Melatonin Reduces Excitability in Dorsal Root Ganglia Neurons with Inflection on the Repolarization Phase of the Action Potential

Melatonin is a neurohormone produced and secreted at night by pineal gland. Many effects of melatonin have already been described, for example: Activation of potassium channels in the suprachiasmatic nucleus and inhibition of excitability of a sub-population of neurons of the dorsal root ganglia (DRG). The DRG is described as a structure with several neuronal populations. One classification, based on the repolarizing phase of the action potential (AP), divides DRG neurons into two types: Without (N(0)) and with (N(inf)) inflection on the repolarization phase of the action potential. We have previously demonstrated that melatonin inhibits excitability in N(0) neurons, and in the present work, we aimed to investigate the melatonin effects on the other neurons (N(inf)) of the DRG neuronal population. This investigation was done using sharp microelectrode technique in the current clamp mode. Melatonin (0.01–1000.0 nM) showed inhibitory activity on neuronal excitability, which can be observed by the blockade of the AP and by the increase in rheobase. However, we observed that, while some neurons were sensitive to melatonin effect on excitability (excitability melatonin sensitive—EMS), other neurons were not sensitive to melatonin effect on excitability (excitability melatonin not sensitive—EMNS). Concerning the passive electrophysiological properties of the neurons, melatonin caused a hyperpolarization of the resting membrane potential in both cell types.
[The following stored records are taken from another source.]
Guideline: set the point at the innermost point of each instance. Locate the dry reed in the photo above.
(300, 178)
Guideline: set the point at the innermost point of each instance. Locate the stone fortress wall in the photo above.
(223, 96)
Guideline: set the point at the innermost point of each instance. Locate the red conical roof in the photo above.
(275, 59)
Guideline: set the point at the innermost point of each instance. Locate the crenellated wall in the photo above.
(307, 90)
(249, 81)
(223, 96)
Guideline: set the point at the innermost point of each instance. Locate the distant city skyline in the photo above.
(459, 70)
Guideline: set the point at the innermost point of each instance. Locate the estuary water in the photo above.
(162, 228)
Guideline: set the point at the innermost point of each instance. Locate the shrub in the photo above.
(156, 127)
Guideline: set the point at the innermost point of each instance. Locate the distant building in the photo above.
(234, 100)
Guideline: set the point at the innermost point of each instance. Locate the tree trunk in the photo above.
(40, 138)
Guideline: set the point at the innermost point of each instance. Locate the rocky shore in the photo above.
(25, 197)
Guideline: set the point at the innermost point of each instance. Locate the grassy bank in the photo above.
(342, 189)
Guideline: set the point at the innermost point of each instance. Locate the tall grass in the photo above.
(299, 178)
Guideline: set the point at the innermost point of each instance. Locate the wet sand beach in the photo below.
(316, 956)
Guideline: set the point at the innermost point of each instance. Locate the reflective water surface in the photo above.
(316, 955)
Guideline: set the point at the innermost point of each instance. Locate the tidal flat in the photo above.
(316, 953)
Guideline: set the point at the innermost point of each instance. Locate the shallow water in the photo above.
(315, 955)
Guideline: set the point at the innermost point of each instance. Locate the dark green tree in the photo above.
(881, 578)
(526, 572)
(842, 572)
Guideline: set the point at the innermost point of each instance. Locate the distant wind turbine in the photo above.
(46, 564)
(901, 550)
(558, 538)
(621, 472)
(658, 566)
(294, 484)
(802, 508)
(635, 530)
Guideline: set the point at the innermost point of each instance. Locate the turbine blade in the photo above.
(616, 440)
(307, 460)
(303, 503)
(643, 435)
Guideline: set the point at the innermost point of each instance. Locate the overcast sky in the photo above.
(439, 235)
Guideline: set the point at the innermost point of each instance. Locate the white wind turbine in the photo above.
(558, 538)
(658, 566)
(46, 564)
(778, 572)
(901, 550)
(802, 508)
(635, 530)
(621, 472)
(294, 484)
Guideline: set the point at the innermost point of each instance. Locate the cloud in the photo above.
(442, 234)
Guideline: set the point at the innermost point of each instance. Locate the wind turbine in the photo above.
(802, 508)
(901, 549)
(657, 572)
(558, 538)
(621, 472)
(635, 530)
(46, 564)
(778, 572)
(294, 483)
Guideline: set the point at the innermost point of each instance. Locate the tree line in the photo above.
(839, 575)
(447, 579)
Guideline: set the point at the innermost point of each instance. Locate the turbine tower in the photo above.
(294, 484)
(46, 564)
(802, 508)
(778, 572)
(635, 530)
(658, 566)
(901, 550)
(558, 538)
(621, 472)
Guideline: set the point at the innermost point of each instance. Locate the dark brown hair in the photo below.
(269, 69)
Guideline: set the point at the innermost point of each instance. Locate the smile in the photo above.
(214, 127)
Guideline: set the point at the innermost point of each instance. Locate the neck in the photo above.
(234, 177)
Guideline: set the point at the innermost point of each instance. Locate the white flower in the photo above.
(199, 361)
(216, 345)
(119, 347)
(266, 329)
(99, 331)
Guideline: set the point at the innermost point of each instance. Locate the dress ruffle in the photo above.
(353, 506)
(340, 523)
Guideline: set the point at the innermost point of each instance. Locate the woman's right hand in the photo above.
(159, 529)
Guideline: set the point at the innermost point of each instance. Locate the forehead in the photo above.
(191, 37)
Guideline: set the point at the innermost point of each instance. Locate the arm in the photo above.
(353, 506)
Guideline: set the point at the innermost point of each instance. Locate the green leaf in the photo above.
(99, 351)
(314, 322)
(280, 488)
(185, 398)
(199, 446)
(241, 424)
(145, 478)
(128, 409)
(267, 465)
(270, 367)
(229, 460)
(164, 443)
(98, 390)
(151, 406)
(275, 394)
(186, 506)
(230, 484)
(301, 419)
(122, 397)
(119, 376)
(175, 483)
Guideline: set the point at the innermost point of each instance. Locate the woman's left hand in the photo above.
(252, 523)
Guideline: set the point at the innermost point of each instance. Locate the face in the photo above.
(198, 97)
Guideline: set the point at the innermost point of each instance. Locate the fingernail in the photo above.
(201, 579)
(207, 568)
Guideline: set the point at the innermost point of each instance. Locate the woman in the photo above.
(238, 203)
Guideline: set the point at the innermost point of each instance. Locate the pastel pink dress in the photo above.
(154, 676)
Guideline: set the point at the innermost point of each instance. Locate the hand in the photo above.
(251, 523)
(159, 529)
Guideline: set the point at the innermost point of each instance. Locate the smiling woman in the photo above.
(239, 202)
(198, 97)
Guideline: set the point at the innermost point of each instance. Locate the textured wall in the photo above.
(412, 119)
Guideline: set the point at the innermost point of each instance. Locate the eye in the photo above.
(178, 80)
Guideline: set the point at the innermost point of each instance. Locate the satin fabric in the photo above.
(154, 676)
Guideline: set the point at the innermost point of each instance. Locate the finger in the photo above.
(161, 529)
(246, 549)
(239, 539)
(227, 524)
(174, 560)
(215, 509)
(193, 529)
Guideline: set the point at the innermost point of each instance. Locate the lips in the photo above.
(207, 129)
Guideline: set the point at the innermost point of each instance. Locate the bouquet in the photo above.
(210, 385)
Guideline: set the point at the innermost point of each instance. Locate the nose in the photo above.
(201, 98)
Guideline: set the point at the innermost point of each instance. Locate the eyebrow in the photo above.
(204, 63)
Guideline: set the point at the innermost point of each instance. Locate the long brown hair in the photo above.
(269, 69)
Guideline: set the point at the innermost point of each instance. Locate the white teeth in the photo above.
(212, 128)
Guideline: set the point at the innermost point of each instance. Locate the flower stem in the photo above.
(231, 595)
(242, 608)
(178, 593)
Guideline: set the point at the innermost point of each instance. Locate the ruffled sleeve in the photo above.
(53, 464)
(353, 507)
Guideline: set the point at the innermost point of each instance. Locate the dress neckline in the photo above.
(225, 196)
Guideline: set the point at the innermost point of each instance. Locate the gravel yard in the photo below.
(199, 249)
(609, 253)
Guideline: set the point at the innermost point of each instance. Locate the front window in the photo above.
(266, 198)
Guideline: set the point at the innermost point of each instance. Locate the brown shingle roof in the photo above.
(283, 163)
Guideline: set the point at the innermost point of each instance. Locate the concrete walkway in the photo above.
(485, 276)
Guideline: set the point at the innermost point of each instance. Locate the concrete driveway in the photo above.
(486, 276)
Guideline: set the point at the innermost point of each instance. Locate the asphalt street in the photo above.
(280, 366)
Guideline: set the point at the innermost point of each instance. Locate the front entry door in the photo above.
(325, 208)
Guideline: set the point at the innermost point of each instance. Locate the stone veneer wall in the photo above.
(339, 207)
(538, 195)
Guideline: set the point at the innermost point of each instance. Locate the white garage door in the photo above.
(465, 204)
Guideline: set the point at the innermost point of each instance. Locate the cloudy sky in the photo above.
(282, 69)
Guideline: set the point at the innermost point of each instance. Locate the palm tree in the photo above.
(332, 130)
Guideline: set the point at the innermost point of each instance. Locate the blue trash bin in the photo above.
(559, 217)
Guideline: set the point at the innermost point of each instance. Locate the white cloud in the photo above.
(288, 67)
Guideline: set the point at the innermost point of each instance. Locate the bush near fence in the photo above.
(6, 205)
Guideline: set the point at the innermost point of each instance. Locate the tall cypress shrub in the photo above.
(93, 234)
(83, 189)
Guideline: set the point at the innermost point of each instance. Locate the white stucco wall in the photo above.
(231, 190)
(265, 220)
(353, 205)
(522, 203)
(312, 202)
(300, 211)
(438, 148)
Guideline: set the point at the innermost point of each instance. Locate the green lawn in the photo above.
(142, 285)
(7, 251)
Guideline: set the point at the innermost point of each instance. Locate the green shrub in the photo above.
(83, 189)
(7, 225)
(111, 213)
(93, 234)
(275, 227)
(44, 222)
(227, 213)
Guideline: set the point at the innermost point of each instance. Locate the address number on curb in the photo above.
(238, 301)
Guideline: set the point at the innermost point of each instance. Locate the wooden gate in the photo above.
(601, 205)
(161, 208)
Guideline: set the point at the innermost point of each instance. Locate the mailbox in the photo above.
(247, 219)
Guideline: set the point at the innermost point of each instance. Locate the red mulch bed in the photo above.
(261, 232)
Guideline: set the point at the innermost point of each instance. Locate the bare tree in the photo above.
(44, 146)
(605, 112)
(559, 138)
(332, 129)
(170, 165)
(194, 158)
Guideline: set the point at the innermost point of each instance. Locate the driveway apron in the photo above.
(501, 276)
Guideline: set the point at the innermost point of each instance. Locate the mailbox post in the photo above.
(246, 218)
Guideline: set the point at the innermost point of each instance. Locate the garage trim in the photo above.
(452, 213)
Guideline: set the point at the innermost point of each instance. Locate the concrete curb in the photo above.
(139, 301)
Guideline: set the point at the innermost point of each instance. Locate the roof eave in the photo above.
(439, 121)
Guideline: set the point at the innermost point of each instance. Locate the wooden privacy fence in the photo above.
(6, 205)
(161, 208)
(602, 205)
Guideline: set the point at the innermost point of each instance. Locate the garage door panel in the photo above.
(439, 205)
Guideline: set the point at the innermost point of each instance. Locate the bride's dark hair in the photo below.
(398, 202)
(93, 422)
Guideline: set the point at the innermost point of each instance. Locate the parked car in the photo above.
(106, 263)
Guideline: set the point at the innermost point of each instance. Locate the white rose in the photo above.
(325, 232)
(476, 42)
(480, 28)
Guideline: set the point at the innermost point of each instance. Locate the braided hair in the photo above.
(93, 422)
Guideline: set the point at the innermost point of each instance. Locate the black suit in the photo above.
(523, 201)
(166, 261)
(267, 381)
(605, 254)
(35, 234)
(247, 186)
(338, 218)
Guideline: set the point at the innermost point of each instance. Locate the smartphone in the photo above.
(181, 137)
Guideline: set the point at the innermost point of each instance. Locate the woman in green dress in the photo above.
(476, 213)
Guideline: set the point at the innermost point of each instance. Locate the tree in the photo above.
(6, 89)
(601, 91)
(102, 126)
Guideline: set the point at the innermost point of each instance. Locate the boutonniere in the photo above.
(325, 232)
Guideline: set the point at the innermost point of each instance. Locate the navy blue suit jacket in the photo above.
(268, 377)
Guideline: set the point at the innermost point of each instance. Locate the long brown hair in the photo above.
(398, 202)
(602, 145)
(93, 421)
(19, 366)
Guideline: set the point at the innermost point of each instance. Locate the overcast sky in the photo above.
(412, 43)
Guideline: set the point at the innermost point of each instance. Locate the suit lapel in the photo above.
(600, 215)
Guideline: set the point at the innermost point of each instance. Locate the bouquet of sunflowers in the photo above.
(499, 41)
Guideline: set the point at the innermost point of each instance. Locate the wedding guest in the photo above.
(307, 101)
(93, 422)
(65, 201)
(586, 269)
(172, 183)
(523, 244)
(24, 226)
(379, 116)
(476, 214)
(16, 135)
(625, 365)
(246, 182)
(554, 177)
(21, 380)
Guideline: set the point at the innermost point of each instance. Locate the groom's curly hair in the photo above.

Regarding the input resistance (R(in)), melatonin did not change this parameter in the EMS cells, but increased its values in the EMNS cells. Melatonin also altered several AP parameters in EMS cells, the most conspicuously changed was the (dV/dt)(max) of AP depolarization, which is in coherence with melatonin effects on excitability. Otherwise, in EMNS cells, melatonin (0.1–1000.0 nM) induced no alteration of (dV/dt)(max) of AP depolarization. Thus, taking these data together, and the data of previous publication on melatonin effect on N(0) neurons shows that this substance has a greater pharmacological potency on N(inf) neurons. We suggest that melatonin has important physiological function related to N(inf) neurons and this is likely to bear a potential relevant therapeutic use, since N(inf) neurons are related to nociception.